Computer Vision9 min read

Images as Numbers

Every picture is just a grid of numbers

scope:Core Conceptdifficulty:Beginner

Zoom In Far Enough

Open any photo on your phone and zoom in as far as you can. Keep going. Eventually, you'll see tiny colored squares — pixels. Every digital image, from selfies to satellite photos, is just a grid of pixels.
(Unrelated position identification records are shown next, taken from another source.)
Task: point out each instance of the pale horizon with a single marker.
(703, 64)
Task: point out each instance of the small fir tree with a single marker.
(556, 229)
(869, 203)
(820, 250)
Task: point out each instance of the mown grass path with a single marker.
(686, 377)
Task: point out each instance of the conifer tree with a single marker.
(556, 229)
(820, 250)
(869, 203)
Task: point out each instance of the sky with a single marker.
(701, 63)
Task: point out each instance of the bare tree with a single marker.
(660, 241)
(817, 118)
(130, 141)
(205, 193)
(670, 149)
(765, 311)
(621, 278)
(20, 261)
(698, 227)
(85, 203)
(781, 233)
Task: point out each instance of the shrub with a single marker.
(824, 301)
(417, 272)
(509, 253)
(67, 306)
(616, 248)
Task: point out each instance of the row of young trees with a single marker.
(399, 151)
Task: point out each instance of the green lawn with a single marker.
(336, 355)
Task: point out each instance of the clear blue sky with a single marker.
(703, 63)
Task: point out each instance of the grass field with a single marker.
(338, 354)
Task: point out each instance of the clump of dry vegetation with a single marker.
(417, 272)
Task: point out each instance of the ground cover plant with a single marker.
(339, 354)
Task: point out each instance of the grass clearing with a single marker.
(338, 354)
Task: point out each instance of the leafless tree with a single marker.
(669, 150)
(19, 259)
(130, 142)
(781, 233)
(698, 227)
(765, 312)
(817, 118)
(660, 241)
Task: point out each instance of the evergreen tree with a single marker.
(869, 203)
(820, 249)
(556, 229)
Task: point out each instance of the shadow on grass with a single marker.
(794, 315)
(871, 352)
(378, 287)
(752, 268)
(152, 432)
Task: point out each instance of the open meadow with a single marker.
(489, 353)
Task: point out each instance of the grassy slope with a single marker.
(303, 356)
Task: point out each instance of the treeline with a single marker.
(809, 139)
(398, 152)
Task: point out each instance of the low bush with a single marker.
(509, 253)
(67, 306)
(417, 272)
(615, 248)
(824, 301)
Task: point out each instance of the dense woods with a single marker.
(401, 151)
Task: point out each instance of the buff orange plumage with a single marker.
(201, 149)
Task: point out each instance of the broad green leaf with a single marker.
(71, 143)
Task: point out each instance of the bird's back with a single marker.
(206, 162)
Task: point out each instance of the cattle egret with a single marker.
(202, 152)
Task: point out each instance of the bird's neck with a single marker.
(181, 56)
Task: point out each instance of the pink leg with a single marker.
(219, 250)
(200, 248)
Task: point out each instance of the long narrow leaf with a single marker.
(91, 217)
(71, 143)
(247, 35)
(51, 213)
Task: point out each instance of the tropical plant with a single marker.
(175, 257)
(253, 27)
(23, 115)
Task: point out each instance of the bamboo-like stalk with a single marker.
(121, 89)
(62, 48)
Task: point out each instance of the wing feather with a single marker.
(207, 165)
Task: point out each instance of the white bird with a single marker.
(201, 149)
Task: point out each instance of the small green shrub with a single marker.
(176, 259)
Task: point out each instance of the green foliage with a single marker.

And each pixel? Just three numbers: one for Red, one for Green, one for Blue. Mix them together like paint, and you get any color.

[255, 0, 0] = pure red
[0, 255, 0] = pure green
[0, 0, 255] = pure blue
[255, 255, 0] = yellow (red + green)
[255, 255, 255] = white (all colors)
[0, 0, 0] = black (no light)

A typical smartphone photo is about 4000 x 3000 pixels. That's 12 million pixels, each with 3 color values — 36 million numbers to describe a single picture.

Why This Matters for AI

Once an image is just a grid of numbers, computers can do math on it. And math is what neural networks do best. Brightness? Average the numbers. Edges? Subtract neighboring pixels. Blur? Average a neighborhood. Every image operation is just arithmetic on a grid.

Grayscale: The Simple Version

Color images have 3 channels (R, G, B). Grayscale images have just 1 — a brightness value from 0 (black) to 255 (white). They're easier to work with and many classic computer vision algorithms start with grayscale.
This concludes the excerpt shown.